İnsanın en bol olduğu yerde, hikâyeler de yığınla… Göçler, karışımlar, etkileşimler…
Klarnetin, kemanın, akordiyonun ülkesi; Attila’da, Büyük İskender; oradan Balkan yerleşimlerine, mimarisine, kutsallığına etki, kalıcı karışımına kadar…
Meşhurdur soğuğu; rüzgârı, fırtınası; kıskıvrak yakalamaya görsün sıcakkanlı insanları; insanlığı. Türküleri, ağıtsal bir anıtsallığa ulaşmış; yeryüzü, şenliğine dönüşecek kadar önemli hale gelmiştir.

Attila’nın Kırbacı şakladığında, Avrupa’nın içlerine; kalbine kadar sokulduğunda; kutsal bir kırbaç gibi saygı ve korku töresi oluşturmuş, diyarların Büyük İskender’i, hiç kimsenin binemedi atı; Bukafalos’a, deneyimli bir hile sayesinde binebilmiş.

Koşmuşlar insanlar; bir kurtuluş, kavuşum yenilik diye Balkanların kenarına, yamaçlarına; rüzgârın, nehirlerin en bol aktığı olduğu yerlere. Ovalar, dağlar, tepeler insan çığlıkları; çan seslerinin hemen yanında ezan sesleriyle şenlenir olmuş.

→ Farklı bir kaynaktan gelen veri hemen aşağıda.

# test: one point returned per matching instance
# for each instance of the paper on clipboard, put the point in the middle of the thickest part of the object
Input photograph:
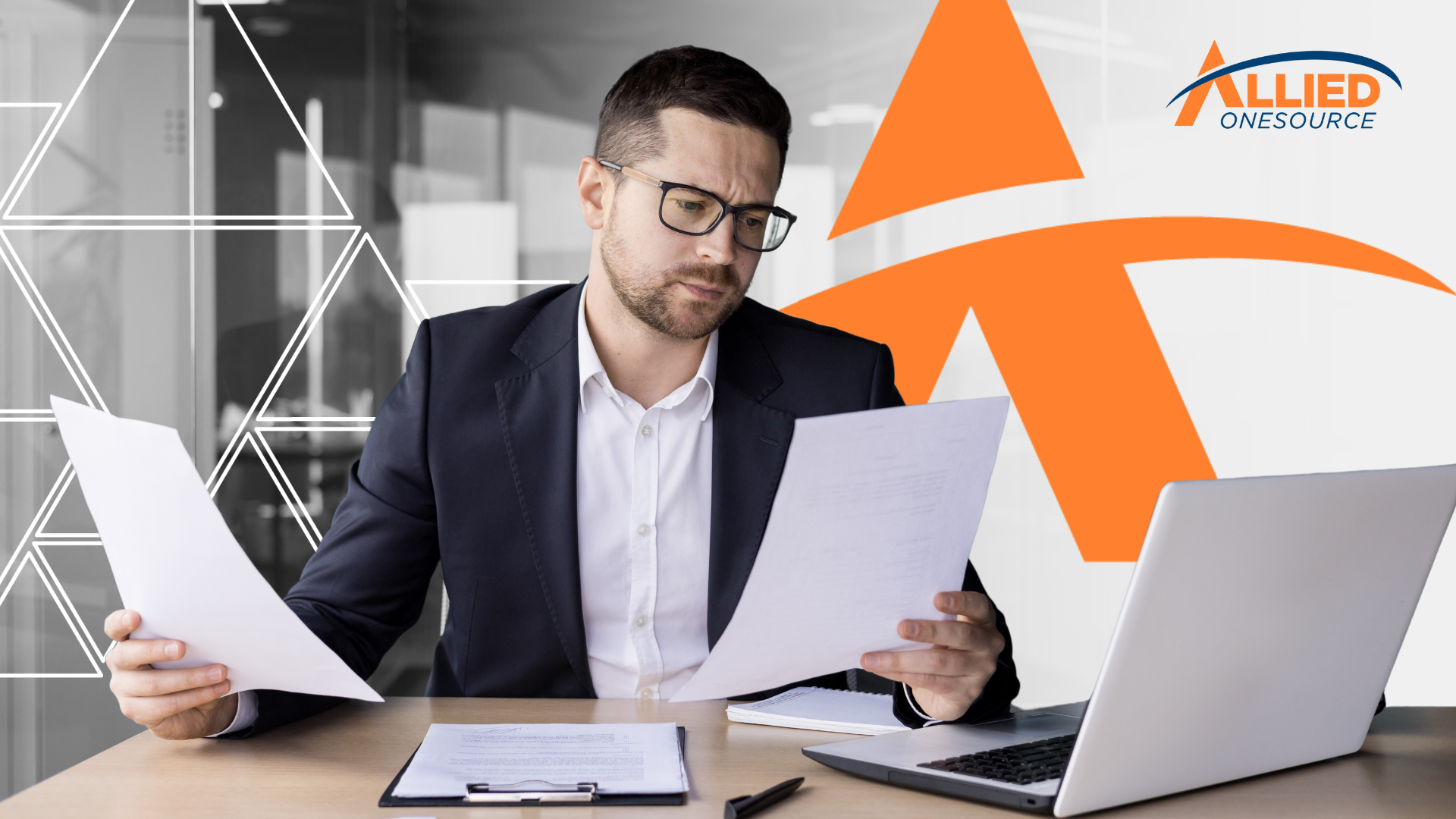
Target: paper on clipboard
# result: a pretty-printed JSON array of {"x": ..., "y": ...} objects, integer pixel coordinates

İnsanlığın soy kütüğü büyük acılara gebeymiş görünse de, büyük sevdaların, kutlamaların, yürüyüşlerin de adıdır; insan…

Bu diyarların yetiştirdiği; bakıp büyüttüğü bir insan; Emir Kusturica bir film yapmaya karar verir. Anlatmak ister; Balkanların en renkli, en acılı topluluğu olan Çingeneleri.

 Bu yüzden bu çalışmanın ismi Dom Za Vesanje-Çingeneler Zamanı olur. Bizim şehrimizde, ülkemizde ismini kullanmaya utanır olduğumuz Çingeneleri; birkaç saate sıkıştıran; oysa birkaç bin yıllık anlaşılmazlıklarını anlaşılır kılmaktır düşünce. Başarılı da olur.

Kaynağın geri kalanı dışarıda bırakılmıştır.